Sometimes, there is a section entitled “Details,” which gives details related to the arguments. In the lm() function example, the section on details gives the rules for setting up a formula and how the function behaves for differing inputs to the formula.

Value

The next section is entitled “Value.” The “Value” section gives a description of what is returned from the function(s). For some functions, what functions can operate on the output and what components can be subsetted from the output are relevant and listed in this section.

The first few lines of the “Value” section for the function lm() are as follows:

lm returns an object of class "lm" or for multiple responses of class c("mlm", "lm") .

The functions summary and anova are used to obtain and print a summary and analysis of variance table of the results. The generic accessor functions coefficients, effects, fitted.values, and residuals extract various useful features of the value returned by lm.

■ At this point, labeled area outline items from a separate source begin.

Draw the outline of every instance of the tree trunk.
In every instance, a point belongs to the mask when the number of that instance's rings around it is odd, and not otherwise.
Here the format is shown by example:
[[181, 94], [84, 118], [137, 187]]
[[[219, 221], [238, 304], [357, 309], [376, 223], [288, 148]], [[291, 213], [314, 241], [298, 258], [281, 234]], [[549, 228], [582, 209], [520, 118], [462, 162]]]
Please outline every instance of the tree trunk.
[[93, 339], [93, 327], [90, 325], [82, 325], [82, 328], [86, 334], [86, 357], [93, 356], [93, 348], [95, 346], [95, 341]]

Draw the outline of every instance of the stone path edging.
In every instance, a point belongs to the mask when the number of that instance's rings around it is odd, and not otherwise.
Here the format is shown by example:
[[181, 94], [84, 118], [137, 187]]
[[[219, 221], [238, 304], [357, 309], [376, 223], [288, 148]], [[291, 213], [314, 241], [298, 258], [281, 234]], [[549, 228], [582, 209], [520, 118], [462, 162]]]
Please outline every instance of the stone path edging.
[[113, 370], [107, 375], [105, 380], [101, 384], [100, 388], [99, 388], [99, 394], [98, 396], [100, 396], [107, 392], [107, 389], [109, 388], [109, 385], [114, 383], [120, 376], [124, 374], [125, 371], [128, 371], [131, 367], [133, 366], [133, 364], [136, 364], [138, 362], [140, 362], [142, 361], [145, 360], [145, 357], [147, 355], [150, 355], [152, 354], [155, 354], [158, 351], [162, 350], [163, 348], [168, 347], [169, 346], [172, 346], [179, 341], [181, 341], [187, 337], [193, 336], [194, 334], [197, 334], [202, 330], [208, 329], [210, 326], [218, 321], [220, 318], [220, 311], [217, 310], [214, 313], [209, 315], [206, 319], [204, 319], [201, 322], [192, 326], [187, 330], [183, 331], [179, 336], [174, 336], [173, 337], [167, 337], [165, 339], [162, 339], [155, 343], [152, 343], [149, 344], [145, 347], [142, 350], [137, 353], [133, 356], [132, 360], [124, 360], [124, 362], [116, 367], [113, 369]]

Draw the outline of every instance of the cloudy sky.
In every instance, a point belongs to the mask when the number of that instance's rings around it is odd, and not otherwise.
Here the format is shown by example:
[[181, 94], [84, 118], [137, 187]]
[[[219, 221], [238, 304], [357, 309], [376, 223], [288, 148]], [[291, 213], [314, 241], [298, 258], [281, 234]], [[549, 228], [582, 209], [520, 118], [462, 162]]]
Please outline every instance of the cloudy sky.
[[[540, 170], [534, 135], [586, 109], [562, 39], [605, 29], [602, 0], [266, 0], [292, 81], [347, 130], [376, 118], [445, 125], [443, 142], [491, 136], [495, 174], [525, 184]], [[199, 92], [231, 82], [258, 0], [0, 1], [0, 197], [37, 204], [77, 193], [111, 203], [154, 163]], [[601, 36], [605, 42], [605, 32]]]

An object of class "lm" is a list containing at least the following components:

  • coefficients a named vector of coefficients

  • residuals the residuals, that is response minus fitted values.

Some Other Optional Sections

Following the “Value” section, there may be other sections giving more information. For the function lm(), there are three other sections: “Using time series,” “Note,” and “Author(s).” Some sections for other functions might be “Warning,” “Source,” or other headings.

References

The next section is called “References.” The “References” section gives references to books and articles related to the method, both for more information and for how the method was derived.

For the function lm(), the “References” section contains

Chambers, J. M. (1992) Linear models. Chapter 4 of Statistical Models in S eds J. M. Chambers and T. J. Hastie, Wadsworth & Brooks/Cole. Wilkinson, G. N. and Rogers, C. E. (1973). Symbolic descriptions of factorial models for analysis of variance. Applied Statistics, 22, 392–399. doi: 10.2307/2346786.

See Also

The section “See Also” follows the “References” section. The “See Also” section gives information about other functions related to the help page function(s). For the function lm(), the first three lines of the “See Also” section are the following:

summary.lm for summaries and anova.lm for the ANOVA table; aov for a different interface. The generic functions coef, effects, residuals, fitted, vcov. predict.lm (via predict) for prediction, including confidence and prediction intervals; confint for confidence intervals of parameters.

The “See Also” section is a good source for clues to functions related to the method the user is applying.

Examples

The final section, which most pages have, is “Examples.” The “Examples” section gives examples of the use of the function(s). Seeing actual examples of usage can be very helpful. From the help page of the function lm(), part of the example includes the following:

require(graphics) ## Annette Dobson (1990) "An Introduction to Generalized Linear Models". ## Page 9: Plant Weight Data. ctl <- c(4.17,5.58,5.18,6.11,4.50,4.61,5.17,4.53,5.33,5.14) trt <- c(4.81,4.17,4.41,3.59,5.87,3.83,6.03,4.89,4.32,4.69) group <- gl(2, 10, 20, labels = c("Ctl","Trt")) weight <- c(ctl, trt) lm.D9 <- lm(weight ~ group) lm.D90 <- lm(weight ~ group - 1) # omitting intercept anova(lm.D9) summary(lm.D90)

In this example, the structure of a formula is shown rather than explained. Some of the functions that operate on an object of class lm are also shown. Since the package graphics is loaded by default, the call to require(graphics) would not normally be necessary.